The survey results showed that the Purchasing Managers’ Index (PMI) slipped to 57.8 in March as against 59.4 in February. Favourable demand conditions and new business gains helped in expansion, though at a slower pace. The service sector commands the biggest share (over 50 per cent) of Gross Value Added (GVA) of the Indian economy.
Pollyanna De Lima, Economics Associate Director at S&P Global Market Intelligence, said input price pressures in the service economy continued to subside, alongside the trend seen in manufacturing.

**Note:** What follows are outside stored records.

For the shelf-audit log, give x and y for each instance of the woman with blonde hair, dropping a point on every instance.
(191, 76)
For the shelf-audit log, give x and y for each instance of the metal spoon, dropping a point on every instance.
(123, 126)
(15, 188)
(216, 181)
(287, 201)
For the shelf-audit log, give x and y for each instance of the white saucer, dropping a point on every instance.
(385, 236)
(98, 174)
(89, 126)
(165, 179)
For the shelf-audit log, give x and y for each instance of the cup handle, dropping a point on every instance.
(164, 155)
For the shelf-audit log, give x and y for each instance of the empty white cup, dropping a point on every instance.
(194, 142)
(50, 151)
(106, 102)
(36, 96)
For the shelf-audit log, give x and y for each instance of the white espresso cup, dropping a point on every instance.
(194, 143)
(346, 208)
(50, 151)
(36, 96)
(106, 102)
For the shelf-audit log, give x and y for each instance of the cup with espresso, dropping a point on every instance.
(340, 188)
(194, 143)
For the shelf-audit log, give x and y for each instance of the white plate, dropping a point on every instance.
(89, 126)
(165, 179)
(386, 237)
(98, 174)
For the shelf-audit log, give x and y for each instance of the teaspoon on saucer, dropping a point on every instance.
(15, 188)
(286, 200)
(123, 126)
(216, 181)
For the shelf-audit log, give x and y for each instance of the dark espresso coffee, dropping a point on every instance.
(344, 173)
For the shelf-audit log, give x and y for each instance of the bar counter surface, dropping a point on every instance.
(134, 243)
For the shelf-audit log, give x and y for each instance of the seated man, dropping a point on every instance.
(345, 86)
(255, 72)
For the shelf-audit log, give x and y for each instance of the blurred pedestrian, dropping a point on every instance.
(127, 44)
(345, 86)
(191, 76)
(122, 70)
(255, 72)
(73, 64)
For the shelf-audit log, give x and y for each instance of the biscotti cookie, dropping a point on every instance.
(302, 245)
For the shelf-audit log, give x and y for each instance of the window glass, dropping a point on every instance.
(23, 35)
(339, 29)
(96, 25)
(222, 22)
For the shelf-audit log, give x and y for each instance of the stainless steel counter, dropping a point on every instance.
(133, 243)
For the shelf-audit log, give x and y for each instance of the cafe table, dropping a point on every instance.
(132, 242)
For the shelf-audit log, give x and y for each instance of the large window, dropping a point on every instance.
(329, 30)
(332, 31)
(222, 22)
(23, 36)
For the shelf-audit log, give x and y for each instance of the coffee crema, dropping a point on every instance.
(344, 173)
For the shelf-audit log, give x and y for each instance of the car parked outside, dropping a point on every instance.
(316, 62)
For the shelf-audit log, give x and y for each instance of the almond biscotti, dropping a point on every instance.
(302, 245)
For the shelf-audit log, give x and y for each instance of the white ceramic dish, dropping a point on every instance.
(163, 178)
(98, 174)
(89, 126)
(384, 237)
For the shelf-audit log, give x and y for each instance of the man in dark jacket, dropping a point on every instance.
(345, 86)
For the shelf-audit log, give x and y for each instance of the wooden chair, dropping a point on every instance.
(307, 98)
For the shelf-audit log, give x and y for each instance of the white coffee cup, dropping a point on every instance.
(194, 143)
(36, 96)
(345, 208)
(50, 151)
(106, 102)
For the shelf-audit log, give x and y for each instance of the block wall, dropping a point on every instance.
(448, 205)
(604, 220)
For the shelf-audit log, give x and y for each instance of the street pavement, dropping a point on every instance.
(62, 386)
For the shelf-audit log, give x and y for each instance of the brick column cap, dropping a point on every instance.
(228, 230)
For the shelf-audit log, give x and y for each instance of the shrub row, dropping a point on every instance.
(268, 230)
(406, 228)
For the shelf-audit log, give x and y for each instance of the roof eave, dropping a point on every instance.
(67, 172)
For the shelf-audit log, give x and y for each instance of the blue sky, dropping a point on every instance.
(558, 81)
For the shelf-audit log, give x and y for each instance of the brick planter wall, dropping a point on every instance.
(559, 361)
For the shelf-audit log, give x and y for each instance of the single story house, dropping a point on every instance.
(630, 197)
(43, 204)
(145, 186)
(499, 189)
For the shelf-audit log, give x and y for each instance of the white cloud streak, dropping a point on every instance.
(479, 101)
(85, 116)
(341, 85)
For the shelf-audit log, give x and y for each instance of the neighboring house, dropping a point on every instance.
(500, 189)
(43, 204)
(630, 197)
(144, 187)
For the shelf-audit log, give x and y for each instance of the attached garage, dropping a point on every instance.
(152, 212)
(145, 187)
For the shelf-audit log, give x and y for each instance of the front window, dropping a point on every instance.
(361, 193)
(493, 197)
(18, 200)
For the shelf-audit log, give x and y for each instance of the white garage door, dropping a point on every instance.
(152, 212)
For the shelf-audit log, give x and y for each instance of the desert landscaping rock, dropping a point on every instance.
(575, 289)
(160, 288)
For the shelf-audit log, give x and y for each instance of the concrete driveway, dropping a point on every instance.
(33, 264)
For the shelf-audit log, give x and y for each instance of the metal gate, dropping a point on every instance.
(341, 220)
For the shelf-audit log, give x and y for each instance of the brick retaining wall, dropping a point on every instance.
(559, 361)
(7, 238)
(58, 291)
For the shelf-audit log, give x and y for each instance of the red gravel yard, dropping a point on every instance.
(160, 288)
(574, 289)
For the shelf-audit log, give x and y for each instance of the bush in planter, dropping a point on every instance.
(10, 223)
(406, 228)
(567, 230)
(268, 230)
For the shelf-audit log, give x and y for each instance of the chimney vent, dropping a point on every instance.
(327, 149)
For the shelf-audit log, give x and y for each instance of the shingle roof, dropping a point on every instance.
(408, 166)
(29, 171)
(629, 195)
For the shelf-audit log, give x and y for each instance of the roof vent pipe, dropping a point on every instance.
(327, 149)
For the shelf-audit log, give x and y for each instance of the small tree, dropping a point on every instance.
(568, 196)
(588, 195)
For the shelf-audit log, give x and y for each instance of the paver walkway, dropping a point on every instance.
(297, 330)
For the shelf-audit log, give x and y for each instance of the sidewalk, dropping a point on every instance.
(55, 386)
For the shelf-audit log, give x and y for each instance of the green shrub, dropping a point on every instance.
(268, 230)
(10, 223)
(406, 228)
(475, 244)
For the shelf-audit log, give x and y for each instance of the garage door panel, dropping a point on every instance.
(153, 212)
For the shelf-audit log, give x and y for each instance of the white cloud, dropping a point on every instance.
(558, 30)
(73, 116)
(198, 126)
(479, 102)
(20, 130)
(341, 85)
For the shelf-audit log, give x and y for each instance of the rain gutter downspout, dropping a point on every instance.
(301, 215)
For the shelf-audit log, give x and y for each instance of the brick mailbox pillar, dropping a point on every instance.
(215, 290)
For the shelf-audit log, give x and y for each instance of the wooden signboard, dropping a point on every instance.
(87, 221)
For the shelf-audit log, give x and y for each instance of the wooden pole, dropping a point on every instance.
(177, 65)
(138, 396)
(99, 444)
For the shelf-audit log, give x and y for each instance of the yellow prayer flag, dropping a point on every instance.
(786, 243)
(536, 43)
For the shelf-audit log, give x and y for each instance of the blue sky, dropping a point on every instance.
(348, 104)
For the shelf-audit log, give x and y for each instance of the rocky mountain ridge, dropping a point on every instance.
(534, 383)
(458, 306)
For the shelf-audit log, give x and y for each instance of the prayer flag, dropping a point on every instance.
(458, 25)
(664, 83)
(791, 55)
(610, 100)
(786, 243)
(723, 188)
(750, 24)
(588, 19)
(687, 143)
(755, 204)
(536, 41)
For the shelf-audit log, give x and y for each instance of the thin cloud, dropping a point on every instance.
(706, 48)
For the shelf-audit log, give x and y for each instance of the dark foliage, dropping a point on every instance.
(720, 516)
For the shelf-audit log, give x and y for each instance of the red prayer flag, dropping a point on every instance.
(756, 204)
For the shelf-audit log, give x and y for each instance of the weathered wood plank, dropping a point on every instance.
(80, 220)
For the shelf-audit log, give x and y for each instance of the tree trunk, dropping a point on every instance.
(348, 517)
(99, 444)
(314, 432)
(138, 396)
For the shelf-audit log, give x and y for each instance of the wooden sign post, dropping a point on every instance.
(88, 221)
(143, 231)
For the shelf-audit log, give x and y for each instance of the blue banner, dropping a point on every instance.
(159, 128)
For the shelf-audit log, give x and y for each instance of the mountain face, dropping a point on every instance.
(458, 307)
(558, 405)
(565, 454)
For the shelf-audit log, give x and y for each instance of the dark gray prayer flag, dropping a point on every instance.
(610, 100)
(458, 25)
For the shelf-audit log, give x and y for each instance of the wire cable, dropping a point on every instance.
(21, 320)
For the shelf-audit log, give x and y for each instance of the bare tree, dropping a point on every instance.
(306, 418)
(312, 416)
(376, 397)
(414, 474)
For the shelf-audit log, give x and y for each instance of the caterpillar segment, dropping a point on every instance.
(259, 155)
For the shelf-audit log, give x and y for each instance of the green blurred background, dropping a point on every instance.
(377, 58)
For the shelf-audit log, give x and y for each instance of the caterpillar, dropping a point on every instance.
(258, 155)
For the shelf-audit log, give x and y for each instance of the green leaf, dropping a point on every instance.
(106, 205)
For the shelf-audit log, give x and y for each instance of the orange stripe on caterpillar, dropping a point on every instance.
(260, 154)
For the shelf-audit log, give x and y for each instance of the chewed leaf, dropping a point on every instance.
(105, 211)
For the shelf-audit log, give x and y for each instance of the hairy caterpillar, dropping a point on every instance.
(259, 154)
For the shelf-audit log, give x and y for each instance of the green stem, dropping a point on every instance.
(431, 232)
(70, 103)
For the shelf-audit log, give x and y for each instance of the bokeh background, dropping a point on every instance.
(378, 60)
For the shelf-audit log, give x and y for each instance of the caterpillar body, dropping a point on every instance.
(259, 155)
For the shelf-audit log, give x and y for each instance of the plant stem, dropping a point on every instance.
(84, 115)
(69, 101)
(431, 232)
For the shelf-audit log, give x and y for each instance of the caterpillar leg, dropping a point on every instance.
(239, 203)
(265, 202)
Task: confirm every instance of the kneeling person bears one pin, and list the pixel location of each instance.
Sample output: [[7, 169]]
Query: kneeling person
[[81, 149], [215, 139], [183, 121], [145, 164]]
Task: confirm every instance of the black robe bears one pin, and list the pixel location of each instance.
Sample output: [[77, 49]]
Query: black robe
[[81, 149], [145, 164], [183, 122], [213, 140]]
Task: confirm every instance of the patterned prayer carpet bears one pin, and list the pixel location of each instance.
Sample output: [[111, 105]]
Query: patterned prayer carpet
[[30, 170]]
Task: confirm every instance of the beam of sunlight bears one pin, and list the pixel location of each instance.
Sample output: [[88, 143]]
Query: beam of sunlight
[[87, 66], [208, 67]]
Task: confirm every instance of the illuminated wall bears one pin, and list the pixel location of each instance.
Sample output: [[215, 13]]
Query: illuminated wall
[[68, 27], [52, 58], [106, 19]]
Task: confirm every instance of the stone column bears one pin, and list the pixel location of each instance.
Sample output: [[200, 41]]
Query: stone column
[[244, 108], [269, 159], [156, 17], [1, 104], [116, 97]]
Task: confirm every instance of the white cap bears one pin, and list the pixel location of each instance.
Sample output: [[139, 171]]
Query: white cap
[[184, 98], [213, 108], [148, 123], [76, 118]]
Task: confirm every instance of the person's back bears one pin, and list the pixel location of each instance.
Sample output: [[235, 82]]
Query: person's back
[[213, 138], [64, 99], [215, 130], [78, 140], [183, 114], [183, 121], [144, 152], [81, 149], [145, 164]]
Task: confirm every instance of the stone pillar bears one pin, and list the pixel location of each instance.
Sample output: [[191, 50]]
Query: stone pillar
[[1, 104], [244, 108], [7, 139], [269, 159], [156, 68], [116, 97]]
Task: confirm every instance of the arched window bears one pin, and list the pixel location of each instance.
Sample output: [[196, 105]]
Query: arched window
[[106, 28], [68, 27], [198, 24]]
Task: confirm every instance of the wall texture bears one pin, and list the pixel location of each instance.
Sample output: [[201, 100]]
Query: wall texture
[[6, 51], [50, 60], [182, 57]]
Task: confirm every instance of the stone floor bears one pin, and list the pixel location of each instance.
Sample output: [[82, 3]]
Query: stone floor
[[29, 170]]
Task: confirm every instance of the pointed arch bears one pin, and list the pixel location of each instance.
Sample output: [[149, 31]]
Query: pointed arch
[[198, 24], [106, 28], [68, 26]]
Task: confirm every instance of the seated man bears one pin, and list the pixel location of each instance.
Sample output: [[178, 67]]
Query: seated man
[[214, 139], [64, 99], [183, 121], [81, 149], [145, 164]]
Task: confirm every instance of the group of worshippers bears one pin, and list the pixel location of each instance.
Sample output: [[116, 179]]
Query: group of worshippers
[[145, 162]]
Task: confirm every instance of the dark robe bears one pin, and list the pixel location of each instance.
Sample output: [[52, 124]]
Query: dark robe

Hence, the aggregate rate of input cost inflation moderated to a two-and-a-half-year low.
“Still, a sizeable proportion of services firms hiked their selling prices to hedge against rising costs, emboldened by favourable demand conditions. The rate of charge inflation was moderate, but has quickened since February, a trend that was matched by manufacturing,” she said.
Expansion (above 50 mark) in PMI, albeit at slower pace, has been recorded for 12 successive months. The sector saw an upturn in new work intake at the end of the last fiscal quarter. Hence, business activity rose further. In both cases, rates of expansion remained substantial, despite easing from February. With adequate capacity to meet current requirements, there was no job creation.
“Weakness was seen with regard to jobs, with no change in employment seen either in services or in manufacturing, as a general lack of pressure on operating capacities and diminished confidence towards growth prospects prevented hiring activity. More firms in both sectors anticipate no change in future output from the present levels,” De Lima said. Close to 98 per cent of survey participants left payroll numbers unchanged amid sufficient staff levels for current requirements.
Upward revision in selling price
Backed by demand buoyancy, service providers shared part of their additional cost burden with clients through an upward revision to selling price. The rate of charge inflation picked up to a three-month high, but was moderate and below that seen for input prices. Capacity pressures remained mild overall, as signalled by a slight increase in outstanding business volumes. The rise in backlogs nevertheless took the current stretch of accumulation to 15 months.
Service providers were on average optimistic that output would expand in the year ahead. Demand strength and marketing efforts were the main reasons supporting business confidence. Nevertheless, “the overall level of positive sentiment fell to an eight-month low as several firms foresee no change in activity from present levels,” the survey results said.
On Monday, S&P Global reported that manufacturing PMI closed the fiscal year at 56.4 as against 55.3 in February. The manufacturing sector has a share of over 15 per cent in Gross Value Added (GVA) and is considered a job multiplier.